# Report on Project 3: Collaboration and Competition
This file reports the method adopted to train two agents for solving the task of playing game of tennis in a Unity environment.

## Inputs

- state space: 24 (Continuous)
- action space: 2 (Continuous)
- number of agents: 2
- reward structure: 
    - Agent hits the ball over the net --> +0.1. 
    - Agent lets a ball hit the ground or hits the ball out of bounds --> -0.01.

## Method

- The inputs are given to an agent which follows a policy for executing the task. 
- As the state space has real numbers, implementing a Q table is not possible. Hence, neural networks are used for function approximation.
- Also, as the action space is continuous, methods such as DQN cannot be directly implemented.
- Moreover, here we have two agents learning the same task. To leverage the learning both the agents, the Multi-Agent Deep Deterministic Policy Gradient (DDPG) algorithm which is an Actor-Critic method was used. 
    - The agents share the same memory (i.e. replay buffer) for training. 
    - The actor for each agent i.e. policy takes the state and outputs actions.
    - The Critic on the other hand evaluates the expected values from a state,action pair i.e.
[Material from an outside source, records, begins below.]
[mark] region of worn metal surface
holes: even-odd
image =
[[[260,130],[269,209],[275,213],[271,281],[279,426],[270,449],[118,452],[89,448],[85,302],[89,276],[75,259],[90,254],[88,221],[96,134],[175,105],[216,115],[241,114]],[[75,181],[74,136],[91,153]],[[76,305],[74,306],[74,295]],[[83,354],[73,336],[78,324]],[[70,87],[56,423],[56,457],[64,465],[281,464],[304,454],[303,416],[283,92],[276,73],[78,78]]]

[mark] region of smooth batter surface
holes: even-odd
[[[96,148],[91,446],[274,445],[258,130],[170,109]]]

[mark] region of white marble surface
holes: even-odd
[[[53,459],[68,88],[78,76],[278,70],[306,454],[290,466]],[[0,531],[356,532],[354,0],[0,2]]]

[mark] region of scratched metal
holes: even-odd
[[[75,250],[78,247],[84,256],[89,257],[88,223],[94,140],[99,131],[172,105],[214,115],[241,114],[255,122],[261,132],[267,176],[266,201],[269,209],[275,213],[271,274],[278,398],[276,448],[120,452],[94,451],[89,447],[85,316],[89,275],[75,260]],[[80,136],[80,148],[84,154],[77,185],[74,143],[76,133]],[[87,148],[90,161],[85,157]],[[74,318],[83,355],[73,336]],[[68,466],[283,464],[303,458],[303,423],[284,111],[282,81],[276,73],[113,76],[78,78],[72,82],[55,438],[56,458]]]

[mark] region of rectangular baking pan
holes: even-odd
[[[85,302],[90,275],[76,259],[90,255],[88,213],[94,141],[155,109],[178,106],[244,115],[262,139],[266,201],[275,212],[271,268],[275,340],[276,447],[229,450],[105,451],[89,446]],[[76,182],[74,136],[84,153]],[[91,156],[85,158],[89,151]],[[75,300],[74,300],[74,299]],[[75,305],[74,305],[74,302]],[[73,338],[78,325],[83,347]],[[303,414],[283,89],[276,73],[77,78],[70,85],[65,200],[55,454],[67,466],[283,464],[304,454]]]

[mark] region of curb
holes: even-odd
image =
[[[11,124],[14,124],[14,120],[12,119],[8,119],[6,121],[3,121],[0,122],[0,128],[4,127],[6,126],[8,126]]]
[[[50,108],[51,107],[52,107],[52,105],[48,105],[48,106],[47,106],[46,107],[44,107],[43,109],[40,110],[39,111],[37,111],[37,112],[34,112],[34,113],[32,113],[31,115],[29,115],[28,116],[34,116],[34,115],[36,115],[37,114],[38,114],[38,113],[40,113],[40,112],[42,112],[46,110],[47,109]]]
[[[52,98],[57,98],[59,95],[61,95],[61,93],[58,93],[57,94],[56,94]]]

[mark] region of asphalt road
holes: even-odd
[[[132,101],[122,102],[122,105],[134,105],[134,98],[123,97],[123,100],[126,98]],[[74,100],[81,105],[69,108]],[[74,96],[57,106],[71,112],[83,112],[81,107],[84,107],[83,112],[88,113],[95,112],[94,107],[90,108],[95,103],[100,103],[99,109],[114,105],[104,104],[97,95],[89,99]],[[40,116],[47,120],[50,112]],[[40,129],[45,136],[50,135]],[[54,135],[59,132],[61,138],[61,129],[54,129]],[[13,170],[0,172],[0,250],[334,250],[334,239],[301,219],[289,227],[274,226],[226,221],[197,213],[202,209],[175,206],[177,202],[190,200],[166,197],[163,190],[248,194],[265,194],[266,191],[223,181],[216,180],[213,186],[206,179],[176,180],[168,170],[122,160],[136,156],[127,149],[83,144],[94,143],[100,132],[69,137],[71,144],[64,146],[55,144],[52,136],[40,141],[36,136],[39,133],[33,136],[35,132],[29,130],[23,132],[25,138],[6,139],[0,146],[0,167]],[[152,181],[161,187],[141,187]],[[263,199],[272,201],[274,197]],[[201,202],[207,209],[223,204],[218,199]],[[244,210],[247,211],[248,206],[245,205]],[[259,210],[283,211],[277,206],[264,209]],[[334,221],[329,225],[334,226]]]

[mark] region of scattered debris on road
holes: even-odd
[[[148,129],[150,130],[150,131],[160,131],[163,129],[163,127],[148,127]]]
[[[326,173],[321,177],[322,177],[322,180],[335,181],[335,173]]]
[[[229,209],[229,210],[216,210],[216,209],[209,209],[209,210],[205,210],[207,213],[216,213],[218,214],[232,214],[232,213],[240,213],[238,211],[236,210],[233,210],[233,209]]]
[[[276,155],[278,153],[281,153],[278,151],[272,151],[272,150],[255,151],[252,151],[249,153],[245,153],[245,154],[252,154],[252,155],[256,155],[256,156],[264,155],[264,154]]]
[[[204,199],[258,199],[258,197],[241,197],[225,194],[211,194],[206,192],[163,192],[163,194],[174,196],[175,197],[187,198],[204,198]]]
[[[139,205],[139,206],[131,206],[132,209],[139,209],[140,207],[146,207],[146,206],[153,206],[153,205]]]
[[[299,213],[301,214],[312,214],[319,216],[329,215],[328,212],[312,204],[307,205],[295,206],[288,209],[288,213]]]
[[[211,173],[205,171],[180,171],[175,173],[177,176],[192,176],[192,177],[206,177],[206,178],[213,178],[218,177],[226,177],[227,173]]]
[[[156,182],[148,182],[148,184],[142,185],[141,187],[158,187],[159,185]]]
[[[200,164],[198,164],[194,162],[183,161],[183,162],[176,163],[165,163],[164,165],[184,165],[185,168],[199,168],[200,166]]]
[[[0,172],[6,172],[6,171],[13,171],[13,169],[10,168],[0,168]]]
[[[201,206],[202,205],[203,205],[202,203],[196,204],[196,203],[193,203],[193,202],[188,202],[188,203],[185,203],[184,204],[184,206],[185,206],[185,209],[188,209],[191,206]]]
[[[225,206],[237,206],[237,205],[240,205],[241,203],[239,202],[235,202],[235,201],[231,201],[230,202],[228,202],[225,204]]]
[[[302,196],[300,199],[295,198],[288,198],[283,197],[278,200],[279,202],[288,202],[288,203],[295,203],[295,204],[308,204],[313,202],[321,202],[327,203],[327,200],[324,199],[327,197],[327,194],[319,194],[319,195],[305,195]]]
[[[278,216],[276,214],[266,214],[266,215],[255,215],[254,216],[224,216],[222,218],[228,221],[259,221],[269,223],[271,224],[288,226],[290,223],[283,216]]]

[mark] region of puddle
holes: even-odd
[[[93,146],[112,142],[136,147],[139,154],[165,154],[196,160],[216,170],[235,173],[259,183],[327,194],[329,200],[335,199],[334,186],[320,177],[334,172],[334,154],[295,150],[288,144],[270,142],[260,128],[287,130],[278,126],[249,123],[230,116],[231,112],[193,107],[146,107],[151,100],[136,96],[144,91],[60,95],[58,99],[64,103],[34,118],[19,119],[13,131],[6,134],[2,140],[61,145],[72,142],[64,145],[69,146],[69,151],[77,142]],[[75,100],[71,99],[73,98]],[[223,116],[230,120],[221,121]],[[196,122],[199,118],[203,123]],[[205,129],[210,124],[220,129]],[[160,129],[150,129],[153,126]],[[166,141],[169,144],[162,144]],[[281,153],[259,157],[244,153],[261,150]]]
Q value estimator.
- The structure of the Actor for each agent is as follows:
    - F1 = ReLU (input_state (states = 24) x 256 neurons)
    - F2 = ReLU (F1 x 256 neurons)
    - F3 = ReLU (F2 x output_state (actions = 2))
- The structure of the Critic for each agent is as follows:
    - F1 = ReLU (input_state (states = 24) x 256 neurons)
    - F2 = ReLU (F1 x 256 neurons)
    - F3 = ReLU (F2 x 1)
- Two NNs for actor and critic of same architecture are used: local network (θ_local) and target network (θ_target).
- The target network is soft updated using the local network θ_target = τ*θ_local + (1 - τ)*θ_target.

## Hyperparameters

- BUFFER_SIZE = 1e5      # replay buffer size
- BATCH_SIZE = 128       # minibatch size
- GAMMA = 0.99           # discount factor
- TAU = 1e-3             # for soft update of target parameters
- LR_ACTOR = 1e-4        # Actor Learning Rate
- LR_CRITIC = 1e-3       # Critic Learning Rate
- maximum number of timesteps per episode = 1000
- WEIGHT_DECAY = 0       # L2 weight decay

## Rewards plot
A plot of the average rewards received is seen below:
![alt text](images/reward_plot.png "ABC")
It can be seen that the agent receives higher rewards as the experience i.e. number of episodes increases. 

Number of episodes needed to solve the environment = 1408

## Future ideas for improving agents performance
- Use a different Neural Network architecture for actor and critic
- Implement with other methods such as A3C, PPO, D4PG for faster and improved agent performance.